Sólo alguien con muy mala fe podría negar la incidencia en estos eventos -cada vez más frecuentes y catastróficos- del cambio climático, que al cabo no es “natural” sino “ambiental”, es decir producto de un sistema que se llama capitalismo. El desplome de 400 milímetros de agua en apenas cuatro horas, (que bate todos los récords históricos), parece inscribirse claramente en esta aterradora fenomenología que supimos conseguir.

Pero los políticos aludidos y otros aún más cínicos o cobardes, como el alcalde de La Plata Pablo Bruera, no fueron interpelados por una situación meteorológica global, sino por su negligencia criminal ante los desafíos concretos del territorio que deben administrar y su insensibilidad mineral ante el sufrimiento de sus conciudadanos.

Sus dichos los desnudan: “Hay algunos que no son vecinos sino agitadores y violentos que no quieren ayuda”, dijo Alicia Kirchner con el lenguaje policial que se le pegó de sus tiempos como funcionaria de la dictadura militar. 

“La lluvia no es radical ni peronista, es lluvia”, sermoneó su cuñada la Presidenta a los vecinos de Tolosa (su barrio natal en La Plata) cuando se quejaban porque nadie los había ayudado en las horas del terror, cuando eran arrastrados por la correntada o morían ahogados dentro de sus coches y sus casas.

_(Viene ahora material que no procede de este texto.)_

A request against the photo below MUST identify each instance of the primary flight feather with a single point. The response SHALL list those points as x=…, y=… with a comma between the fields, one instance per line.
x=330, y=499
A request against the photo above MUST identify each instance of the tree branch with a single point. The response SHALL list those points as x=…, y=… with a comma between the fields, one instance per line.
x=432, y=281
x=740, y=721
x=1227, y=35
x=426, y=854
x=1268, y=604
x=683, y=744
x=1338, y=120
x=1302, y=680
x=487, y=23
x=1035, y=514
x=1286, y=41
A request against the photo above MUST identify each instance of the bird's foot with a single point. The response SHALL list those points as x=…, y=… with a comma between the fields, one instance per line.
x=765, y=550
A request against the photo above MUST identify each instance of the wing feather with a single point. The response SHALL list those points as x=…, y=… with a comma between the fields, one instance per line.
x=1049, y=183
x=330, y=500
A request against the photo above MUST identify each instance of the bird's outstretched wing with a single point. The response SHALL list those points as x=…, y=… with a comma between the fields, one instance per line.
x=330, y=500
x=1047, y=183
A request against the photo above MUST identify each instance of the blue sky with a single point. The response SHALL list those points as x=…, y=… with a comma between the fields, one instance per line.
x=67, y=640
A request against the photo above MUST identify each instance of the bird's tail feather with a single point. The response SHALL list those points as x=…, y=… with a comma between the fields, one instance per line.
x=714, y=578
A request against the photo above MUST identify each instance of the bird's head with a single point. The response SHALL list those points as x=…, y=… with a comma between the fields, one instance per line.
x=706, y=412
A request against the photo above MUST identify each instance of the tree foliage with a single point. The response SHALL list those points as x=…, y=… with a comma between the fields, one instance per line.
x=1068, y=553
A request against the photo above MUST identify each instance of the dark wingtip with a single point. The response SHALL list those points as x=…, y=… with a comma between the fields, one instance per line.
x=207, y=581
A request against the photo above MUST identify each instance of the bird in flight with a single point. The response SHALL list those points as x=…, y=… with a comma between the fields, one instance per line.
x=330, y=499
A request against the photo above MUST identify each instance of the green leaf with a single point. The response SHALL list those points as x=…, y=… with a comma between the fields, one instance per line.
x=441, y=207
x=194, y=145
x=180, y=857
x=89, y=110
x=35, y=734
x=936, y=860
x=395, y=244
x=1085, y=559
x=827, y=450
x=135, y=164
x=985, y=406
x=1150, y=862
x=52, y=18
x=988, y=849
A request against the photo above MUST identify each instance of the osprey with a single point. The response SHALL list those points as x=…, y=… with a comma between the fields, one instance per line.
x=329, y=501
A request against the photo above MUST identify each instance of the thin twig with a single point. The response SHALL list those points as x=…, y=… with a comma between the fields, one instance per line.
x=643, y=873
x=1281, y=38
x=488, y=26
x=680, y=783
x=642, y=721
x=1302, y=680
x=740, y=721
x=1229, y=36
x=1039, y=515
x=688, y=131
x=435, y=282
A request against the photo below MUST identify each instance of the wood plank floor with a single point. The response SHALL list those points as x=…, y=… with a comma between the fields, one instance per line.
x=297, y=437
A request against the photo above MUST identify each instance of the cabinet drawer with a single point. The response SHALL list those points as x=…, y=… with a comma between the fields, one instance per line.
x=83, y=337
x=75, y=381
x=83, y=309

Mientras los ciudadanos enterraban a sus muertos y se despedían de lo que tanto les había costado, los dirigentes políticos jugaban al Gran Bonete, repartiéndose las culpas. Según Macri, las obras en los arroyos Vega y Medrano no se han ejecutado todavía porque la administración nacional no le otorgó al gobierno metropolitano los avales necesarios para obtener financiación externa; según los voceros oficialistas porque el alcalde porteño es un vago y priorizó otras obras como el Metrobus. Una polémica estéril, entre ellos, que no les va a servir para ocultar ante la sociedad civil lo que desnudaron estas inundaciones: la ausencia total del estado y el desastre como consecuencia inevitable de la falta de planificación. Tanto Buenos Aires como La Plata son ciudades que se desarrollaron a partir de las fuerzas ciegas del mercado, con la renta inmobiliaria como patrón para la ocupación del espacio urbano, con el cemento suprimiendo espacios verdes que filtraban el agua. La codicia inmobiliaria alza sus torres gigantescas, sin importarle que sus enormes cimientos opongan barreras subterráneas al drenaje. 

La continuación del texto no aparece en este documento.